Monday, January 14, 2013

Physical Therapy for the 21st Century!

Physical Therapy never ceases to amaze me. I continue to be a huge advocate for the profession I fell in love with 34 years ago when I observed my first physical therapy session and the patient that was being treated told me that he had back pain for years and that PT cured him. I have heard that story so many times since then, from patients saying they thought they would be in pain the rest of their lives and that they should have come much sooner or that they were told that they would probably need surgery and now they no longer do.
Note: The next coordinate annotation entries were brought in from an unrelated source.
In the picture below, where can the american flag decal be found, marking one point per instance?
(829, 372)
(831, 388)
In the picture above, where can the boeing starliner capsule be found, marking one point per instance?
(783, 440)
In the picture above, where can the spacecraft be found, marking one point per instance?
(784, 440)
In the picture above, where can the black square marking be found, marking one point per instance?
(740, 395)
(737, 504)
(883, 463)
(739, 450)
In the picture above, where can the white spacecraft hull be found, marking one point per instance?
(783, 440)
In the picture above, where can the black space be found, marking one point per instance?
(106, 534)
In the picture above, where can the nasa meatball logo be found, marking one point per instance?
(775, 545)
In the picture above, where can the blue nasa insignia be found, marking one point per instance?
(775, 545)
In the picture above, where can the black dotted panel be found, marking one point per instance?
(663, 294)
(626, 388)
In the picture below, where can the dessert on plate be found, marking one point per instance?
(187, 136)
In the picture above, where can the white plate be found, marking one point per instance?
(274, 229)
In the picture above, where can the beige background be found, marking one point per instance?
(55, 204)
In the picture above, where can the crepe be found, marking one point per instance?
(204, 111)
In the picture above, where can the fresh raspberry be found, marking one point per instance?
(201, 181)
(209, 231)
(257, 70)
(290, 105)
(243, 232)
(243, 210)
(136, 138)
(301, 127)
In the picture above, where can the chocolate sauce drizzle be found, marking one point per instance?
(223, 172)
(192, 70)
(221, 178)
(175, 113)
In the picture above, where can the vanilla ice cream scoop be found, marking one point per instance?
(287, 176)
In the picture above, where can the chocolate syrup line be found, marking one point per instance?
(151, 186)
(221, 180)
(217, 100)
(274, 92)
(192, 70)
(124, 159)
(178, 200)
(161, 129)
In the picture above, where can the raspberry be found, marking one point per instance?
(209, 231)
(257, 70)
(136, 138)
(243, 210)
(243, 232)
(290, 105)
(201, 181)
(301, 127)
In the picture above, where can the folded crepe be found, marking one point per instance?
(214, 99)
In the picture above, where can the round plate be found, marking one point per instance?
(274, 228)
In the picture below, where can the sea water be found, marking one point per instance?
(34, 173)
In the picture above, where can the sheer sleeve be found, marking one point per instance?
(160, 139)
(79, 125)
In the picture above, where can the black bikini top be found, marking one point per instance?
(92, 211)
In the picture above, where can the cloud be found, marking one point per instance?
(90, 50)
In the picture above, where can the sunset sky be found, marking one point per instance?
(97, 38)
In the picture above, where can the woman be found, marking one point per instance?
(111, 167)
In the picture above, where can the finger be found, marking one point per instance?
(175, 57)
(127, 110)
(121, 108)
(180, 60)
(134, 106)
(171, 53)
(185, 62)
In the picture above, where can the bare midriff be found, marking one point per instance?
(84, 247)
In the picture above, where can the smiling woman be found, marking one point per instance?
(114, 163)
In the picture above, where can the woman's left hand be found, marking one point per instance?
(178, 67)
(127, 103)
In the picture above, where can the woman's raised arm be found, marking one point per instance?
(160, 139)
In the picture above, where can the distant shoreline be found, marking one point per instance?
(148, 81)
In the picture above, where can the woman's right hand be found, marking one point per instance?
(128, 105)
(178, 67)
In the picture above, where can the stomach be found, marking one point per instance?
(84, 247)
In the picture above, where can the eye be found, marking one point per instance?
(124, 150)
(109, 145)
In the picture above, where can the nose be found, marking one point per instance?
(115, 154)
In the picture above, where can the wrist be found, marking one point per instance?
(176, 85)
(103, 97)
The pelvic work we do gives both men and women their life back, by strengthening the muscle to cure incontinence or stretching it to allow a normal sex life.
The future of Physical Therapy is not only to be able to get people out of pain or dysfunction sooner, reduce surgeries and medication use but also to prevent the ever growing need for joint replacements, assisted and nursing home living. This is not only the future of PT but it must be the future of the country. We cannot afford the ever-looming healthcare escalations.
We need to practice progressive and preventative medicine even if our archaic insurance companies and government haven't embraced it yet.
Physical Therapists have so much knowledge to share with you about your bodies and how to prevent future injuries and pain. It is crazy not to seek their help... I certainly do! I have been a physical therapist for 29 years and I know that when I have muscular skeletal pain or I'm having trouble with my sports performance and my instructor whether tennis, skiing, golf etc isn't completely solving the issue, I turn to our sports physical therapist to get the exercise or body correction needed to complete the task. An instructor can teach the correct technique but they don't change your body so you can perform the technique. That takes a physical therapist's knowledge.
This mindset of prevention and getting the help of physical therapists has and will keep me active. So far in my 50 years, I have climbed to Everest Base Camp, Kilimanjaro, the Inca Trail to Machu Picchu, the Milford Sound Trek, hiked many mountains, biked many hills and continue to jump on my wake board, surf board, snowboard or skis plus play competitive tennis and golf, all without incident, and my bucket list is still full. I plan on bucket listing into my 90's. What's on your bucket list and how can we help you continue to play the game of an active lifestyle.
I highly recommend it!

Ann Duffy, M.A., P.T.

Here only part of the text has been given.